A: It’s really up to you! If you haven’t already aligned your reads, it’s probably easiest to use salmon with quasi-mapping; this provides a very fast and accurate way to bypass the traditional alignment step of quantification. However, if you’ve already aligned your reads (to the transcriptome), or if you have a specific scenario where you’ve aligned your reads in a special way, then you can provide salmon with your aligned reads. If you do this, be sure that the reads are not sorted by position, and that all alignments for the same read appear consecutively in the alignment file.
Q: Does salmon support reading from gzipped files?
A: Yes. As of version 0.7.0, salmon can read directly from gzipped FASTA/Q files. This is true of both the indexing and quantification sub-commands.
Q: I’m currently using Sailfish, should I switch to salmon?
A: Probably. The majority of our development efforts have shifted to salmon, since it provides a richer framework and model for future extension. Also, some aspects of the salmon model cannot be properly backported to Sailfish. We recommend using salmon if there’s nothing preventing you from doing so.
Q: How can I control the speed of salmon’s bias correction?

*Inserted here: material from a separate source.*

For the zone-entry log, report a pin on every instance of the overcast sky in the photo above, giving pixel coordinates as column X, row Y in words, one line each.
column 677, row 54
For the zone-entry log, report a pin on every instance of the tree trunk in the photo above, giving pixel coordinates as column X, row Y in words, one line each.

A: salmon’s fragment-GC bias correction, evauates the potential bias attributable to every position on every transcript from fragments of different potential lengths (which occurs with a non-trivial probability). Sampling the fragment distribution at different frequencies allows to control the computational efficiency of this procedure at a potential cost to the bias modeling quality. By default, salmon (>= v0.10) samples every 5th fragment size, and interpolates between these values. The --biasSpeedSamp
option controls the sampling rate, sampling from the set of fragment sizes and interpolating intermediate results. This can speed up fragment-GC bias correction by a multiplicative factor (at the cost of potentially reducing the fidelity of the bias model). Generally, the effect of such sampling tends to be small, and sampling parameters of 10 or less should give very similar results to the full model. Additionally, you can reduce the amount of memory salmon uses to store pre-computed GC counts along transcripts with the --reduceGCMemory
option. This option has no effect on accuracy, but can reduce memory usage (for a very small potential increase in runtime).